Under the new rules, published in the March 25th Federal Register, private mailbox customers will now be required to show two forms of ID -- including one with a photo -- when applying to rent, and mail delivered to private mailboxes must bear a new address designation, "PMB," or risk being undelivered. The rules went into effect April 26th.
According to the Postal Service, the new rules are designed to combat mail fraud. But that sounds eerily like another recent government proposal, Hinkle noted. "It's 'Know Your Customer' all over again. The government just keeps wanting to invade our privacy."
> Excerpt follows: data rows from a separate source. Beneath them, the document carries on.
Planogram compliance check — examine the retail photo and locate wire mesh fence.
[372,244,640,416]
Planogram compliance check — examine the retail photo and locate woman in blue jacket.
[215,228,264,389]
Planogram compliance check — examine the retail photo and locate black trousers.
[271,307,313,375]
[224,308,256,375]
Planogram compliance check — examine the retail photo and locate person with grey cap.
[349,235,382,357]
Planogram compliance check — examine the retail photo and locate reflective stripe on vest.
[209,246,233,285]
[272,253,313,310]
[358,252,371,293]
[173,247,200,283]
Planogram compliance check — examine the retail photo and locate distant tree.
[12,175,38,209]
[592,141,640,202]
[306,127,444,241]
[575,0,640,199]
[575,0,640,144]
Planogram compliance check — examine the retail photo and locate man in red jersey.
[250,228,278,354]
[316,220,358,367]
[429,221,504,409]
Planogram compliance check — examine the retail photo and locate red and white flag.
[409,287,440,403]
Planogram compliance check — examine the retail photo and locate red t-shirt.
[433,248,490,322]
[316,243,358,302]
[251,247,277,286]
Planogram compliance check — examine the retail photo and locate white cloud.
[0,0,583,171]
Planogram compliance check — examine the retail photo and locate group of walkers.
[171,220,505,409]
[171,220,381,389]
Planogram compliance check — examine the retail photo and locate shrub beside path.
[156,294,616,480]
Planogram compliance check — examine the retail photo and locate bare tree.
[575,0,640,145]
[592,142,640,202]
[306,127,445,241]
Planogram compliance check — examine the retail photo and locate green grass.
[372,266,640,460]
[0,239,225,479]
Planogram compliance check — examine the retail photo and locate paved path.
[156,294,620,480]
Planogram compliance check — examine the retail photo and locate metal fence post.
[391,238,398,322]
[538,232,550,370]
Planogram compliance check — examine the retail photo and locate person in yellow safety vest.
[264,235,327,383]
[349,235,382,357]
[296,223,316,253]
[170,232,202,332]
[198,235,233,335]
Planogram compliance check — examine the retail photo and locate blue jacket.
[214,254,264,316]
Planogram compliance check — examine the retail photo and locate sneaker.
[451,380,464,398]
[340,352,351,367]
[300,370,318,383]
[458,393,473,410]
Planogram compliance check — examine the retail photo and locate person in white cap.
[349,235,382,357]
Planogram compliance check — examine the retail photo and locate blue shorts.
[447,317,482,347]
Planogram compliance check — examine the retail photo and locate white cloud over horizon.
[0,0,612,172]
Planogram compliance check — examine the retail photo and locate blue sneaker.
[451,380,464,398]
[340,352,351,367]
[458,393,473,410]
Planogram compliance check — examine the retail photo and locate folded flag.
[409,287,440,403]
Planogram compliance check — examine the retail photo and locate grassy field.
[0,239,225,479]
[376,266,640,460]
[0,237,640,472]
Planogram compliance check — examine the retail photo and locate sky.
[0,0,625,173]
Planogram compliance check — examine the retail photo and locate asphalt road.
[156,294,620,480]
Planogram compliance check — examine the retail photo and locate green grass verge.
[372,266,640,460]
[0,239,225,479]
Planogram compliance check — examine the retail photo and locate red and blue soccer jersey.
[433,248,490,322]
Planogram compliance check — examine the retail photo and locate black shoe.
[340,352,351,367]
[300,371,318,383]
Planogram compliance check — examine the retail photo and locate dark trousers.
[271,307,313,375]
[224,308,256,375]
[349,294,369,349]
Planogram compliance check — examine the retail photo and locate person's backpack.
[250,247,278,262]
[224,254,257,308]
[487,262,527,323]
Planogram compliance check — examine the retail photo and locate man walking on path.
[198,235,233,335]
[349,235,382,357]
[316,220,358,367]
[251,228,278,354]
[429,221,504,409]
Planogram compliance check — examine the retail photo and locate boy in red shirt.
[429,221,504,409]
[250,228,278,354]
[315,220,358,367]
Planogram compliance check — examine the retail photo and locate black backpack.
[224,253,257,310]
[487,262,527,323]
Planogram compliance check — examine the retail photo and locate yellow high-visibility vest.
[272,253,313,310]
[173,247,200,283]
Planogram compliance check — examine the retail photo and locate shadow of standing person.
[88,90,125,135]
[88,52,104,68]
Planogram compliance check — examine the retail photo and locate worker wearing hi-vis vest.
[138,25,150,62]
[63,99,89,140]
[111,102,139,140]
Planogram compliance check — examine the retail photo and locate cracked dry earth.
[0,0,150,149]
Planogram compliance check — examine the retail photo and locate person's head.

"Know Your Customer" was the name given to proposed government regulations that would have required banks to develop profiles on every customer and report suspicious banking activity to the government. Thanks to a campaign led by the Libertarian Party, the Federal Deposit Insurance Corporation rescinded the proposed rules in March.
But the similarities remain:
- The postal regulations will increase the burden on "Commercial Mail Receiving Agencies" -- or CMRAs as private mailbox businesses like Mailboxes Etc. are known -- by making them responsible for verifying the customer's identity.
"Mailbox companies have an interest in reducing fraud but not in inconveniencing customers," said Hinkle. "Their employees should not have to act as deputies for the Postal Service."
- The rules will eliminate the privacy enjoyed by CMRA customers -- and may endanger some of them.
"Private mailbox renters often have very good reasons for keeping a low profile, such as battered spouses in hiding, celebrities, and law enforcement officers who want to keep their home addresses confidential," Hinkle pointed out. "The Postal Service is literally endangering these individuals."
Small businesses started in a home or a garage may rent a private box to give the appearance of having a physical office. "Thanks to the PMB designation, all that privacy is now gone and those businesses will probably suffer as a result," said Hinkle.
Even worse, anyone -- not just the police -- can request to see a customer's application information if that customer is doing or soliciting business from their private mailbox.
- Most troubling, the regulations operate under the assumption that the customer is guilty until proven innocent.
"Just like with 'Know Your Customer,' the Postal Service is depriving the many of their liberties for the sake of a very small few lawbreakers. The problem is, criminals do not follow the law and will find ways around these rules while law-abiding customers are forced to sacrifice their privacy," charged Hinkle.
There's one crucial difference between "Know Your Customer" and the new postal regulations: whereas "Know Your Customer" was a proposed rule, the Postal Service has already adopted the new rules, having first proposed them in August, 1997.
"With 8,645 regulations adopted in the last two years, it's easy to see how this one slipped through the cracks," Hinkle concluded. "Libertarians denounce the new postal regulations and call on Congress to recognize the erosion of American privacy -- and to stop it before privacy goes the way of the Pony Express."